BERLIN (AP) — Pope Francis has appointed the longtime secretary of the late Pope Benedict XVI, who was sent back to his native Germany without a new assignment last year after he fell out with the current pontiff, as the Vatican’s diplomatic representative to the Baltic states.
The Vatican announced in its daily bulletin Monday that Archbishop Georg Gänswein was named as the papal nuncio to Lithuania, Estonia and Latvia.
Francis removed Gänswein from his Vatican job last year and ordered him to return to his diocese of origin, Freiburg in southwestern Germany. The Freiburg archdiocese said last summer that he wouldn’t be given a permanent job there, but would lead regular services at the city’s cathedral and could take on “individual assignments” such as confirmations.
His removal from the Vatican followed a very public falling-out that culminated with Gänswein’s tell-all memoir, which was highly critical of Francis.

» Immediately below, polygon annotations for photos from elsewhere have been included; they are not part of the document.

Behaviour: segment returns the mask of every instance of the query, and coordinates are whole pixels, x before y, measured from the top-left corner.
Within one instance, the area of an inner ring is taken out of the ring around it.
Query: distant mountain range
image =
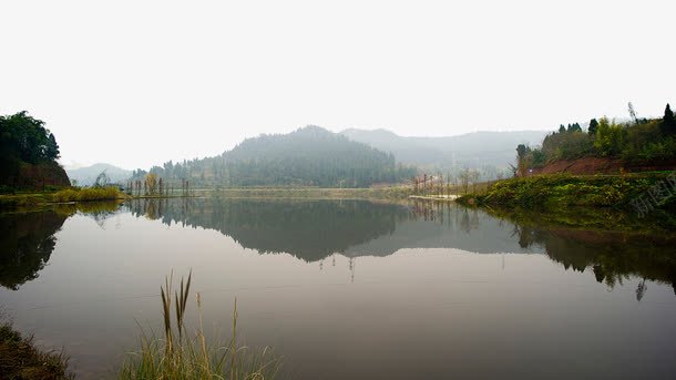
[[[448,137],[404,137],[387,130],[345,130],[350,140],[390,152],[398,162],[422,170],[498,170],[515,164],[516,145],[540,145],[547,131],[473,132]]]
[[[94,164],[86,167],[65,170],[65,173],[68,174],[68,177],[71,179],[71,182],[75,179],[79,186],[93,185],[94,181],[96,181],[96,177],[102,172],[105,172],[105,175],[107,175],[110,181],[113,183],[124,184],[132,176],[132,171],[126,171],[117,166],[103,163]]]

Speculation about Gänswein’s future swirled following Benedict’s death at the end of 2022, and deepened a week later with the publication of the archbishop’s memoir, “Nothing But the Truth: My Life Beside Pope Benedict XVI.”
In the book, Gänswein recounted his life serving Benedict but also acting as prefect of the papal household under Francis. He revealed palace intrigues, settled old scores and cast Francis in a deeply unfavorable light, puncturing the carefully curated notion that the cohabitation of two popes, one active and one retired, had been a happy one.
Gänswein stopped actively working as prefect of the papal household in 2020 following the publication of a previous book that got him in trouble with Francis, though he officially remained in the job until last year.
Gänswein, 67, now becomes the Vatican’s envoy to three countries that Francis visited in 2018.